# generating pilot sub-carriers in matlab

I wanted to simulate OFDM system in MATLAB. I'm using Fixed WiMAX OFDM parameters in my simulation, where the number of data sub-carriers are 192, number of Pilot sub-carriers are 8, number Null sub-carriers are 56. Null tones can be obtained in MATLAB by generating zero matrix with the required rows and columns.

% Null subcarrier:
msg(1,1:100)=0;


similarly, for data subcarriers, digitally modulated data is sent.

% Data subcarrier:
msg(2,1:100)= 1*sign(randn(1,100)) + i*sign(randn(1,100));


my question is, what type of data could I send for Pilot tones?? all books and literature I have read says that: Pilot tones are just known data. What type of Known data are the Pilot tones? What kind of data should I send in my specific problem? Please, clarify.

• Do I fail to see the question here? You calculate their value according to the standard and set the eight subcarriers of the OFDM symbol where they need to go to those values.
– jan
Apr 6, 2014 at 10:10

## Principle

The pilot tone/subcarrier (short: pilot) modulation for WiMax is specified in section 8.3.3.4.2 of IEEE standard 802.16-2004, which is available on the IEEE site.
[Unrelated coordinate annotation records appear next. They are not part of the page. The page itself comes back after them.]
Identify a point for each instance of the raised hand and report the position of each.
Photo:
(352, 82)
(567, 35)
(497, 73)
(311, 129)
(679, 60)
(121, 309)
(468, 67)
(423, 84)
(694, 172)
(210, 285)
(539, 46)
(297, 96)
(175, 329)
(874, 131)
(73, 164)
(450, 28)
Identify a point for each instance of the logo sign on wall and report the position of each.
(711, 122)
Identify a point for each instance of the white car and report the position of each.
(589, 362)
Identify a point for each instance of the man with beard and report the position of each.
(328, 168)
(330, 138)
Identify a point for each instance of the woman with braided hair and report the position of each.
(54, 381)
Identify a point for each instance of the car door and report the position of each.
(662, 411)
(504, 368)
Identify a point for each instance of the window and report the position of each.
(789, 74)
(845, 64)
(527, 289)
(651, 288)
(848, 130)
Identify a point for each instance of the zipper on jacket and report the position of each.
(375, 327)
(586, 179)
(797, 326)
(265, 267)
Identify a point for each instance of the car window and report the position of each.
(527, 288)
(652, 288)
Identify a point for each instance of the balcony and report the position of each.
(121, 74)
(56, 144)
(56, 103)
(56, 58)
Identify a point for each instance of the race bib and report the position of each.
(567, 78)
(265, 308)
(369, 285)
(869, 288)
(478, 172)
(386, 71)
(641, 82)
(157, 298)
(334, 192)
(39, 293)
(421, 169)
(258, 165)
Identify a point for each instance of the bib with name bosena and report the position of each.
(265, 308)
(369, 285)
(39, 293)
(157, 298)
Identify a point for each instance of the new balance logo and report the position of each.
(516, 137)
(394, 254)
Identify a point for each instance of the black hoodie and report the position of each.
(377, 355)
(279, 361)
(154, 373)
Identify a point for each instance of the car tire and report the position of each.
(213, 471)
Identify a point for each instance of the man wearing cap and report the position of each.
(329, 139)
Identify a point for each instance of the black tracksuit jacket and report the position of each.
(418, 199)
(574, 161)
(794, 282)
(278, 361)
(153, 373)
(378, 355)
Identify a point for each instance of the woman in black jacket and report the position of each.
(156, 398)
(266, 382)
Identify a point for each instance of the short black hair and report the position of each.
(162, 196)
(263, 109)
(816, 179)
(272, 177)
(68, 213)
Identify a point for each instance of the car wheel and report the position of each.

The data bits transmitted on the pilots are defined by a pseudo-random binary sequence (PRBS) $w_k$ of which the polynomial is given by $X^{11}+X^9+1$. The index $k$ stands for the OFDM symbol number and the the pilot tones are modulated using binary phase shift keying (BPSK), i.e. the subcarrier value is either $-A$ or $A$. The detailed allocation of BPSK symbols can be taken from the following equations that I have copied from the above-cited standard

As the energy of all subcarriers shall be equal and as you're using the symbol alphabet $\{1+j, 1-j, -1+j, -1-j\}$ with symbol energy $\sqrt{1^2+1^2}=\sqrt 2$ it must hold $A=\sqrt 2$.

## Example

The sequence for pilots in the uplink is $w_k=1,\ldots$ and the modulation of subcarriers in the first OFDM symbol ($k=0$) is given by

subcarrier index  value
----------------  -----
-88               -A
-63                A
-38               -A
-13                A
13               -A
38               -A
63               -A
88               -A


## Implementation

Create the sequence $w_k$ and create the BPSK symbols according to the above principle for every $k$. Then assign these values to the pilot subcarriers of every OFDM symbol. If rigorous accordance to the standard is not required you can just make up any random sequence of BPSK symbols and allocate them to the pilot subcarriers. Note that the pilot subcarrier allocation might be different depending on the version of the standard, uplink/downlink and PUSC/FUSC.

In your case, each OFDM symbol contains 256 sub-carriers. Store the pilot values for a OFDM symbol at time instant $n$ in an $8 \times 1$ array say V. Also, you have the positions of the pilot carriers stored in a array say, P. Let the OF(:,n) represent the $256 \times 1$ OFDM symbol at time n.

Then you can assign the pilot values V to the corresponding pilot positions P in the OFDM symbol at time n as

OF(P,n)=V


in MATLAB. I hope this helps you a bit.